Mutational signature profiling classifies subtypes of clinically different mismatch-repair-deficient tumours with a differential immunogenic response potential

Autores: Giner-Calabuig, M.; De León, S.; Wang, J. L.; Fehlmann, T. D.; Ukaegbu, C.; Gibson, J.; Alustiza-Fernández, M.; Pico, M. D.; Alenda, C.; Herráiz Bayod, Maite; Carrillo-Palau, M.; Salces, I.; Reyes, J.; Ortega, S. P.; Obrador-Hevia, A.; Cecchini, M.; Syngal, S.; Stoffel, E.; Ellis, N. A.; Sweasy, J.; Jover, R.; Llor, X.; Xicola, R. M. (Autor de correspondencia)

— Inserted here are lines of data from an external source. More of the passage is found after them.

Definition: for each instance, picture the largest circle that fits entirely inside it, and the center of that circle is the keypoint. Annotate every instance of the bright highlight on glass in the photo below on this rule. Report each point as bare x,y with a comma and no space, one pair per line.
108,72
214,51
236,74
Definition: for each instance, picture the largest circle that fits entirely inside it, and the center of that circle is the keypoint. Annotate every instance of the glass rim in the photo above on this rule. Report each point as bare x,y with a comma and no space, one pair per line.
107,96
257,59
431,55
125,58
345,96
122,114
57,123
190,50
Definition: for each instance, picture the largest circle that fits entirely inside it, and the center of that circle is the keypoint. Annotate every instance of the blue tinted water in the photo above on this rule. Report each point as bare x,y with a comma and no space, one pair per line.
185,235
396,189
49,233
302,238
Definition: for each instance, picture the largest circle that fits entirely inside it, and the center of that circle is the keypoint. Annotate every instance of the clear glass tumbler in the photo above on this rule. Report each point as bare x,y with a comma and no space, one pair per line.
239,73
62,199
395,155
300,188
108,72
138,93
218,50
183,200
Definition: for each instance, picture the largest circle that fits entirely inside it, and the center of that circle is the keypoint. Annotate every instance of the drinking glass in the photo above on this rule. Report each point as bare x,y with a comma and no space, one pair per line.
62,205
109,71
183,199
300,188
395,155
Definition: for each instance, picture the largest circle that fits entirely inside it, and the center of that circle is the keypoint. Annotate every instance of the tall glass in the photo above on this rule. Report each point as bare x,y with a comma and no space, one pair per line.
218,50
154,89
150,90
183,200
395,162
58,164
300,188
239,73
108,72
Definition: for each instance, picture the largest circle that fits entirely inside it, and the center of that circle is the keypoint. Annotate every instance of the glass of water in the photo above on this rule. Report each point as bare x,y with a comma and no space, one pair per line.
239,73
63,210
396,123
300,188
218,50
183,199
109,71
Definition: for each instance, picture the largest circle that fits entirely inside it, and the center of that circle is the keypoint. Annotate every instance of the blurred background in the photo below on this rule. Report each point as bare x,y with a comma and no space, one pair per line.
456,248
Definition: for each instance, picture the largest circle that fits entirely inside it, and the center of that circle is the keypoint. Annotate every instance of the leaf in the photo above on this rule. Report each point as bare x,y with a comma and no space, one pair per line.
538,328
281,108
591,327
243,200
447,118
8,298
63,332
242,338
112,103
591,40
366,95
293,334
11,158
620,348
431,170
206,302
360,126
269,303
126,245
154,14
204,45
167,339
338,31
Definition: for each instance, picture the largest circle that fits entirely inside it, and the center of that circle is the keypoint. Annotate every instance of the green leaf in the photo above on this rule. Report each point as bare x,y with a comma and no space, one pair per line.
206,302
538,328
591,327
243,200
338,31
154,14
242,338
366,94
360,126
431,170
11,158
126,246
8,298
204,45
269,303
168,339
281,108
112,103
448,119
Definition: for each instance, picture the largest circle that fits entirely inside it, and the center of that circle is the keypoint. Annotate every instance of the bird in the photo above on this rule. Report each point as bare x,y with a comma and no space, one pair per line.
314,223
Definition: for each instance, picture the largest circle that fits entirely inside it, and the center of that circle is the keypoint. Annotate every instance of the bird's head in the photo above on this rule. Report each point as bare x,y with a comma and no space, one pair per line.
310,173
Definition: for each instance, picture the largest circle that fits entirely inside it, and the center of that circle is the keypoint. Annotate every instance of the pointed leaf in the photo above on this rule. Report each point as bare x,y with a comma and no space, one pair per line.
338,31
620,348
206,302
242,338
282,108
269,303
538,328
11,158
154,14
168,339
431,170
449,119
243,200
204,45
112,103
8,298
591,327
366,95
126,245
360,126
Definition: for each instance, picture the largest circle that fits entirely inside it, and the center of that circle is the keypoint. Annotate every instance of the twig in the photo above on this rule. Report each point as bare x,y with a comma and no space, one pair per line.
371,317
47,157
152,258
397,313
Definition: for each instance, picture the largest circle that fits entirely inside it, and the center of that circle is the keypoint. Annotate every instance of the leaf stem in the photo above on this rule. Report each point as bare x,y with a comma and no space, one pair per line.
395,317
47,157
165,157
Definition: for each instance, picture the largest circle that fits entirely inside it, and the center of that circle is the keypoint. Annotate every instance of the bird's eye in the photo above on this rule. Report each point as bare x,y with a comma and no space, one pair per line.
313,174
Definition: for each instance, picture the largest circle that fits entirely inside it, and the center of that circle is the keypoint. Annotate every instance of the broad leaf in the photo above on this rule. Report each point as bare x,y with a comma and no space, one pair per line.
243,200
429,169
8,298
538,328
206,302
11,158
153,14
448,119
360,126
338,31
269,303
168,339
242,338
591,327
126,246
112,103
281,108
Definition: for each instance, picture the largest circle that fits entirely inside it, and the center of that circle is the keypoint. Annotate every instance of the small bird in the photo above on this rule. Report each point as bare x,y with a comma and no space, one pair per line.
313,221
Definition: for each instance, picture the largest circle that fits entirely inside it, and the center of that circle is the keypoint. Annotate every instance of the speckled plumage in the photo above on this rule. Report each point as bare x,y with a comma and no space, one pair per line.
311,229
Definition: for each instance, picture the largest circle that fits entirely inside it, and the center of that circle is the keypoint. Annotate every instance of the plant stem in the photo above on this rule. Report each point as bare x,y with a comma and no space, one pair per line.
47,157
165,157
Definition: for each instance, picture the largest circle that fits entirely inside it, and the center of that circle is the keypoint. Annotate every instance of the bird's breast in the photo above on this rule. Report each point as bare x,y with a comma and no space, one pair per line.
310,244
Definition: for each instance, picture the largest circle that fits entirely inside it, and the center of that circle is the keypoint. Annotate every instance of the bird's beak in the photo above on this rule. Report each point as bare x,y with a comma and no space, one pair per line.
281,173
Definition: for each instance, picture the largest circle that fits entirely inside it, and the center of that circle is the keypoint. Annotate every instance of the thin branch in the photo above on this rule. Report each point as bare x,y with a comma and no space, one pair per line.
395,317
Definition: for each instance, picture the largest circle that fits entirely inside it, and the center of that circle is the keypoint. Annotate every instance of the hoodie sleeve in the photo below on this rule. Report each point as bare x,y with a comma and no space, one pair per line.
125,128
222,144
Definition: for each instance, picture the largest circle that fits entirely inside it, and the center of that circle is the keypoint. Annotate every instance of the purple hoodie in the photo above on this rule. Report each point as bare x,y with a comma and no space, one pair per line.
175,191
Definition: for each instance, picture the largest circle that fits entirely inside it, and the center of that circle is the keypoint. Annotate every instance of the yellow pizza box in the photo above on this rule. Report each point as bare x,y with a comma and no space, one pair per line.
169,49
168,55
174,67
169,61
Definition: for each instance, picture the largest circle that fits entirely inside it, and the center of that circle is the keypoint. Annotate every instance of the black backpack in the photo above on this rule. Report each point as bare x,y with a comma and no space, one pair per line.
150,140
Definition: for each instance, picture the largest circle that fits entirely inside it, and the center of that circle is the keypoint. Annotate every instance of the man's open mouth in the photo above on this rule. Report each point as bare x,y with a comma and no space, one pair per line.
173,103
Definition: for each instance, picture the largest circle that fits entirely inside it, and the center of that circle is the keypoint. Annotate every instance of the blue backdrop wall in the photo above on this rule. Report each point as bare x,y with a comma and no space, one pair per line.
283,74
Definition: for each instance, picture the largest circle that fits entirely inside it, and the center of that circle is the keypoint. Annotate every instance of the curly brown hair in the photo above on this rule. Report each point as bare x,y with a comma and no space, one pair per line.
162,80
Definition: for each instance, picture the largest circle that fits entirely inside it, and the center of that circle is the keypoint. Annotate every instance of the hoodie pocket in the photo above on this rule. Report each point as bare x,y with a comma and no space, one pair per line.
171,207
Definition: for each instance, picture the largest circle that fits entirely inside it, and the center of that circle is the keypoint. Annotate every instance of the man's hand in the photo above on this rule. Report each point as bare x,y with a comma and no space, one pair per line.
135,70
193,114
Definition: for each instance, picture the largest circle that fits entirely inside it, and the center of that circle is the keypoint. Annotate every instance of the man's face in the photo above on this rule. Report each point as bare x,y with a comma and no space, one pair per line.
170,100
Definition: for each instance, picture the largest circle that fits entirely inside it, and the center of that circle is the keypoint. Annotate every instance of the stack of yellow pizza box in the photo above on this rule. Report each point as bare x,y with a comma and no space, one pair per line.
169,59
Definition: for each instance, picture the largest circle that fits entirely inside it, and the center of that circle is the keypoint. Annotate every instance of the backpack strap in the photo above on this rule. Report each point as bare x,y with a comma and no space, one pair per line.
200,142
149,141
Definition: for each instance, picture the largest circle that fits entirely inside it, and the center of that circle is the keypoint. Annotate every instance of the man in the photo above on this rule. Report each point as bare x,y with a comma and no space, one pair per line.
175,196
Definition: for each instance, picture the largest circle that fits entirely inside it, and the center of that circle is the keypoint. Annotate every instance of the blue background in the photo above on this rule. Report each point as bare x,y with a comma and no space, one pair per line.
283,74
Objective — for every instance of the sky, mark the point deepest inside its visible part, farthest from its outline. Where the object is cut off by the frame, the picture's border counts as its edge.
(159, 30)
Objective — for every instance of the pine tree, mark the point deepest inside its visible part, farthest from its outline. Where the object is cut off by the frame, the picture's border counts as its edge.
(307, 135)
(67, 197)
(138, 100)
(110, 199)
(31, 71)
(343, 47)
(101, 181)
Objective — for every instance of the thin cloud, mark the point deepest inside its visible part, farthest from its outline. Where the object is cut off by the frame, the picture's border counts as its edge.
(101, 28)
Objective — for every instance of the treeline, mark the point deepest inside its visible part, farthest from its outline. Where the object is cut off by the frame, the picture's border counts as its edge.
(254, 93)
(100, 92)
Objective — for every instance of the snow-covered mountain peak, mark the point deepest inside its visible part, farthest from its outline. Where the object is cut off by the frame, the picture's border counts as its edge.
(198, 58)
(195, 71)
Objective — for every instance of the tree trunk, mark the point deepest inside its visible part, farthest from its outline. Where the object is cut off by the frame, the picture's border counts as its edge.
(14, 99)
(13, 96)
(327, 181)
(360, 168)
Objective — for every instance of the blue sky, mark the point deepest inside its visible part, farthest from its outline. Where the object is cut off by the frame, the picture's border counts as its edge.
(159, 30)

Título de la revista: BRITISH JOURNAL OF CANCER
ISSN: 0007-0920
Volumen: 126
Número: 11
Páginas: 1595 - 1603
Fecha de publicación: 2022
Background Mismatch repair (MMR) deficiency is the hallmark of tumours from Lynch syndrome (LS), sporadic MLH1 hypermethylated and Lynch-like syndrome (LLS), but there is a lack of understanding of the variability in their mutational profiles based on clinical phenotypes. The aim of this study was to perform a molecular characterisation to identify novel features that can impact tumour behaviour and clinical management. Methods We tested 105 MMR-deficient colorectal cancer tumours (25 LS, 35 LLS and 45 sporadic) for global exome microsatellite instability, cancer mutational signatures, mutational spectrum and neoepitope load. Results Fifty-three percent of tumours showed high contribution of MMR-deficient mutational signatures, high level of global exome microsatellite instability, loss of MLH1/PMS2 protein expression and included sporadic tumours. Thirty-one percent of tumours showed weaker features of MMR deficiency, 62% lost MSH2/MSH6 expression and included 60% of LS and 44% of LLS tumours. Remarkably, 9% of all tumours lacked global exome microsatellite instability. Lastly, HLA-B07:02 could be triggering the neoantigen presentation in tumours that show the strongest contribution of MMR-deficient tumours. Conclusions Next-generation sequencing approaches allow for a granular molecular characterisation of MMR-deficient tumours, which can be essential to properly diagnose and treat patients with these tumours in the setting of personalised medicine.